Many transcriptional control elements affecting DNA secondary structure, such as enhancers or silencers, can reside considerable distances from their target genes, sometimes many megabases (Visel et al. 2009). However, in the RH system such elements will not have an effect unless physically linked to the gene they control. Therefore, it is unlikely that this phenomenon affects the resolution or identity of the RH interaction peaks.
Novel genes
In the previous analyses, we ignored interactions if there was no known human gene or microRNA within 500 kb of a marker's position. At FDR <5% in the fully combined data set, this left about 525,000 interactions unannotated, or ∼7% of the total interaction number, corresponding to 617 novel genes (Supplemental material).
A single, representative RH network
For all remaining analyses, we used only the fully combined network at FDR <5%. To create the network, a set of 20,113 human genes, consisting of 18,781 known genes, 715 microRNAs, and the 617 novel genes, were used. Of the 20,113 genes, 1789 genes possessed no edges since they were located on the genome such that no marker could claim that gene as its nearest. Between the remaining 18,324 genes were 7,248,479 edges. The number of edges (degree) per node ranged from zero to 5210, with a mean of 791.15 and a median of 605, suggesting positive skewing (Supplemental Fig. S11).
The gene with the highest number of edges was a novel gene detected by the RH data, RH_167. The known gene with the highest number of edges was AUTS2, which has been linked to autism spectrum disorders (Auranen et al. 2002) and mental retardation (Kalscheuer et al. 2007). Only two genes had zero edges, VAMP7 (also known as SYBL1) and the microRNA MIR1977.
A subnetwork consisting of cyclooxygenase-1 (COX1 or PTGS1) and all nodes within two edges at FDR <10−6 is displayed in Figure 5A. Consistent with its role in prostaglandin synthesis, COX1 showed attractive connections with the prostaglandin D2 receptor (PTGDR) and the prostaglandin E receptor 1 (PTGER1) (Smith and Dewitt 1996). Interestingly, these two receptors were connected to each other by receptor expression enhancing protein 4 (C8orf20 or REEP4), itself a transmembrane protein. Family members REEP1 and REEP3 enhance surface expression of taste and odorant receptors (Saito et al. 2004; Behrens et al. 2006), and our data suggest a similar function for REEP4 in the context of prostaglandin receptors. A three-edge subnetwork centered on MTOR (FRAP1) at FDR <10−8 is shown in Figure 5B. An attractive connection between MTOR and glutamyl-prolyl-tRNA-synthetase (EPRS) reflects the role of MTOR in translational regulation.

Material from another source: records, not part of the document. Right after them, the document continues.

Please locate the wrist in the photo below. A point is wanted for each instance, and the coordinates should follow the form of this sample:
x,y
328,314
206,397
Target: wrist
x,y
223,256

Most interactions are attractive
Of all edges in the RH network, the vast majority reflected attractive interactions, in which the two genes were coretained at a rate higher than chance. The proportion of interactions that were repulsive was only 4 × 10−4. The disparity was not due to lack of power, since simulations revealed equivalent power to detect repulsion and attraction for ∼96% pairs of markers (Supplemental material; Supplemental Fig. S12). It is difficult to draw a direct analogy between yeast gene networks, where interactions are identified using pairs of null or hypomorphic alleles, and the RH network, where interactions are identified using pairs of genes with extra copies. Nevertheless, in the yeast system there was a more nearly equal proportion of positive and negative interactions, with about two-thirds being negative or synergistic (Costanzo et al. 2010).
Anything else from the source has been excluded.